SM Energy said next year it will spend 90% of its planned drilling and completions budget of $1.2 billion on its Eagle Ford, Bakken/Three Forks and Permian Basin programs and will grow overall production by 20%.
"The capital budget is anchored by our high-return Eagle Ford and Bakken/Three Forks development programs, with additional investments being made in emerging oil programs in the Permian Basin," said CEO Tony Best. "Our production mix will continue to shift from lower-value natural gas to higher-value liquids throughout the year. We expect to grow production by 20% in 2013, followed by annual production growth of approximately 15% in 2014 and 2015 with improving leverage metrics and no equity dilution."
SM plans to spend $650 million in the Eagle Ford; $290 million in the Bakken/Three Forks; $170 million on its operated Permian acreage; $45 million on its operated Granite Wash acreage; $20 million on other operated acreage; and $25 million on nonoperated other acreage. The total to be spent on drilling and completions is $1.2 billion of total $1.5 billion in capital expenditures. Its largest holdings are the Bakken/Three Forks (196,000 net acres) and Eagle Ford (195,000 net acres). The company also has unconventional positions in the Arkoma-Woodford (82,000 net acres) and the Permian (68,000 net acres).

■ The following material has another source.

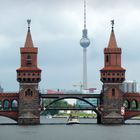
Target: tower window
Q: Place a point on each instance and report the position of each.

Equities analysts were enthusiastic about the outlook; BMO Capital Markets and Wells Fargo Securities each have an "outperform" rating. "Bottom line, a solid outlook, and one that can be achieved within existing takeaway capacity, and that demonstrates the resource potential of SM's Eagle Ford and Bakken acreage," wrote BMO analyst Phillip Jungwirth. "The main drawback is that growth is back half-weighted (as expected) and investors could take a 'show-me' approach to growth, but we'd be buying now given the attractive valuation [BMO price target: $65/share]."
Wells Fargo valued SM shares of $82-88 with a net asset value estimate of $77.59. "SM Energy has been characterized as a diverse, well disciplined, low-risk operator for years," wrote Wells Fargo's David Tameron. "Under CEO...Tony Best, SM has transitioned to a resource play focus with a highgraded asset base. We believe the combination of strong, fully funded production growth (estimated 26% in 2012), higher liquids percentage (which should reach 50% of production next year), and a diversified asset portfolio will result in share outperformance versus its peers."
The company expects full-year 2013 production to be 255-267 Bcfe (699-732 MMcfe/d), which represents a 20% annual increase over 2012 at the midpoint. SM expects to exit 2013 producing within 769-808 MMcfe/d, at 50% natural gas, 29% oil and 21% natural gas liquids. "This production growth profile is weighted to the second half of the year and reflects the timing of previously contracted firm transportation agreements in the company's operated Eagle Ford shale program," SM said.
It reaffirmed fourth quarter and full-year 2012 production guidance of 57.5-60.5 Bcfe and 215.5-218.5 Bcfe, respectively. Annual 2013 production is expected to grow 20% year/year to 255-267 Bcfe (42.5-44.5 million boe); liquids are expected to comprise 50% of production by the end of 2013.